Чонгук смотрит на Чихо как на разрозненную, разбросанную по периметру картинку, которую все никак не получается собрать воедино. Изображение перед глазами скачет, пазлы перескакивают с места на место, и хочется просто завыть, по-детски несчастно и также глобально, чтобы выпустить боль и себя самого наружу. Но несколько минут уходит на то, чтобы себя сдержать, словить вываливающиеся наружу органы, перемешанные и завязанные неконтролируемыми больными криками. Это все слишком. Чонгук отворачивается, не выдерживая чужого взгляда, и как-то медленно, чересчур осторожно скрывается в ванной. Будто что-то сейчас произойдет. Чихо, только достав из бельевого шкафа свои старые джинсы и футболку, которые ему самому уже маленькие, но Чонгуку подойдут в самый раз, идет к кофе-машине и понимает вдруг, почему внутри все нестерпимо скребется, а за грудиной буквально вопит расшатанное настороженное нутро. Чихо боится. Он срывается в ванную, чуть ли не срывая дверь ко всем хренам с петель, потому что Чонгук там один. И он может наделать глупостей. В таком состоянии настолько непоправимых, что в мозгах уже щелкает кадрами, переполненными чужой кровью или бездыханным, но таким еще теплым и родным телом, которого может не стать.

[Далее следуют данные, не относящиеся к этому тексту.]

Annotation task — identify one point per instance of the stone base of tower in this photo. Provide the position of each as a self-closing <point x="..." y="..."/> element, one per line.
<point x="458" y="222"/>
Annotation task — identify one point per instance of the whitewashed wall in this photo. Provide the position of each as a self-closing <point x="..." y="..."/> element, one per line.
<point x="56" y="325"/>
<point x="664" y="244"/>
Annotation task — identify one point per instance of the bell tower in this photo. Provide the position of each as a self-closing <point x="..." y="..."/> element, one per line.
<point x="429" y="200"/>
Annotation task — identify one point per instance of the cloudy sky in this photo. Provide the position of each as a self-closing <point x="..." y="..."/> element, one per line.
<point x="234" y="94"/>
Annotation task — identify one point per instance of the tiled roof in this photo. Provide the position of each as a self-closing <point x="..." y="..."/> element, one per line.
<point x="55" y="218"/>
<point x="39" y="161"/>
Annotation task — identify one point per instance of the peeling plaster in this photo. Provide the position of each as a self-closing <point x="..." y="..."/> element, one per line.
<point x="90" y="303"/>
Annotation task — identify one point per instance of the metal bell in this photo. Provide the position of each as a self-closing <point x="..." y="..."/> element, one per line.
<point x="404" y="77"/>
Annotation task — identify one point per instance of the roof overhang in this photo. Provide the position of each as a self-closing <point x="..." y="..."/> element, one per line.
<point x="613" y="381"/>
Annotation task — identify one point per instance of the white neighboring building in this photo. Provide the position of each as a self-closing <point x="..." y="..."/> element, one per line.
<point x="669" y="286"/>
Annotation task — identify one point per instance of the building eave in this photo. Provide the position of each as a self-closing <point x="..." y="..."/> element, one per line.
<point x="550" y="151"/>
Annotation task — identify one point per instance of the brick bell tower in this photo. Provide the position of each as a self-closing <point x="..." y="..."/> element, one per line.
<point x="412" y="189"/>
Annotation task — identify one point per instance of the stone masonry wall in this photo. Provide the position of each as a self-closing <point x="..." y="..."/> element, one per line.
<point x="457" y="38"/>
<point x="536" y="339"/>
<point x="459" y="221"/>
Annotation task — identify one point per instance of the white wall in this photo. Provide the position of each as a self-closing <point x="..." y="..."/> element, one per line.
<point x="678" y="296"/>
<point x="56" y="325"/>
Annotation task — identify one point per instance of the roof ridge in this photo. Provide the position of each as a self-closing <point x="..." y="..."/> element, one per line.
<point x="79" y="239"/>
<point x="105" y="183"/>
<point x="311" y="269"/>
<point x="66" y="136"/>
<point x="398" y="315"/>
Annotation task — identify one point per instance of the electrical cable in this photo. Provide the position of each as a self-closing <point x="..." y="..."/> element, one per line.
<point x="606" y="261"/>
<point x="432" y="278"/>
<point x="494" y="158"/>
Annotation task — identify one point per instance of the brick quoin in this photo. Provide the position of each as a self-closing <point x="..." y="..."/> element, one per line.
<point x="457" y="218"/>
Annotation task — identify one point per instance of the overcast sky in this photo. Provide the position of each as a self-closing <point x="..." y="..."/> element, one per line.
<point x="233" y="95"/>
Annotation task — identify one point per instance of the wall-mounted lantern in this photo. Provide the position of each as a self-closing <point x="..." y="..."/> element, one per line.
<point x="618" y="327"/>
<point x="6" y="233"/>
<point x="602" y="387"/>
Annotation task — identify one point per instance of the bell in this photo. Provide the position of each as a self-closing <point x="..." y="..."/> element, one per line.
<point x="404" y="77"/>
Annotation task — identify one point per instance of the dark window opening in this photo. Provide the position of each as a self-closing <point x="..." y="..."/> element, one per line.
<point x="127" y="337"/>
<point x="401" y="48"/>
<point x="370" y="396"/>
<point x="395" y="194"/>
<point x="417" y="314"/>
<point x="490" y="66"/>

Поэтому когда дверь оказывается не заперта, а Чонгук находится сидящим на перламутровом кафеле распахнутого настежь душа, Чихо не расслабляется все равно. Осматривает полки в поисках чего бы то ни было опасного, вытряхивает оранжевый бутылек с обезболивающим из шкафа над раковиной в унитаз, так, на всякий случай, и поворачивается к Чонгуку. Маленький прижимает колени к груди, утыкаясь в них лбом, и то, что он плачет, выдают только вздрагивающие плечи и редкие сдерживаемые из последних сил всхлипы. Чихо подходит ближе, почти перекидывается в кабину, но Чонгук на него даже не реагирует. Будто его и нет здесь даже. Большая ванная почему-то тоже заполнена водой по самые края, словно Чонгук хотел в ней потонуть, утопить свою боль и остудить выгорающее пепелище в душе. Но остановился. Чихо тяжело на него смотреть, в груди все пережимает железобетонными арматуринами, передавливает даже самую маленькую надежду, и он не может это терпеть. Переступает порожек, намокает моментально, но тянет Чонгука на себя, выводит из душа и заставляет перешагнуть высокие края ванной. Садится вместе с ним на дно, устраивая младшего между ног и прижимая к груди, ближе, тело к телу, чтобы не единого миллиметра между, и баюкает, как самое дорогое, что когда-либо существовала во всей его черной-пречерной Вселенной.
– Ты справишься. Ты обязательно справишься, малыш, – Чихо кладет голову на шею брата, целует в бьющуюся, заходящуюся нервными ударами пульса жилку под кожей. Чонгук цепляется пальцами за сильные руки, царапает их, заставляя сцепить себя в неразрывном кольце горячего тепла, чуть ли не вгрызается ногтями в подставленную защиту. Словно делится болью, словно мстит. Царапины быстро наливаются красным, а под пальцами, сжимающимися почти что в стальном желании добраться до сути, сломать каждую косточку, перебить вены-жилы и раствориться в этой агонии, белеют неровные кляксы пятен. Чихо не двигается. Он согласен на все, если это уймет боль Чонгука, если это поможет. Но это не помогает.
– Не могу, – хрипит Чонгук, надрывно, больно-больно – Я больше не могу.
========== 10. ==========
Комментарий к 10.
Рекомендуем к проcлушиванию
https://www.youtube.com/watch?v=89f0C6UoH7c
https://www.youtube.com/watch?v=kfLTgqXDwuM
https://www.youtube.com/watch?v=IvqnKQ_UqiU
***
День распадается маревом размытых монохромно-серых красок и тупой безысходной тишины. Молчание давит тяжелыми неразрывными цепями, и Чихо не знает, как переломить эту холодную пугающую отстраненность, которая непомерно набухает и распространяется вокруг Чонгука все больше и больше. Он теряется от бесконечности этой болезненной разрушающей пустоты, путается в шагах и потерянных ориентирах, а ночью все становится только хуже.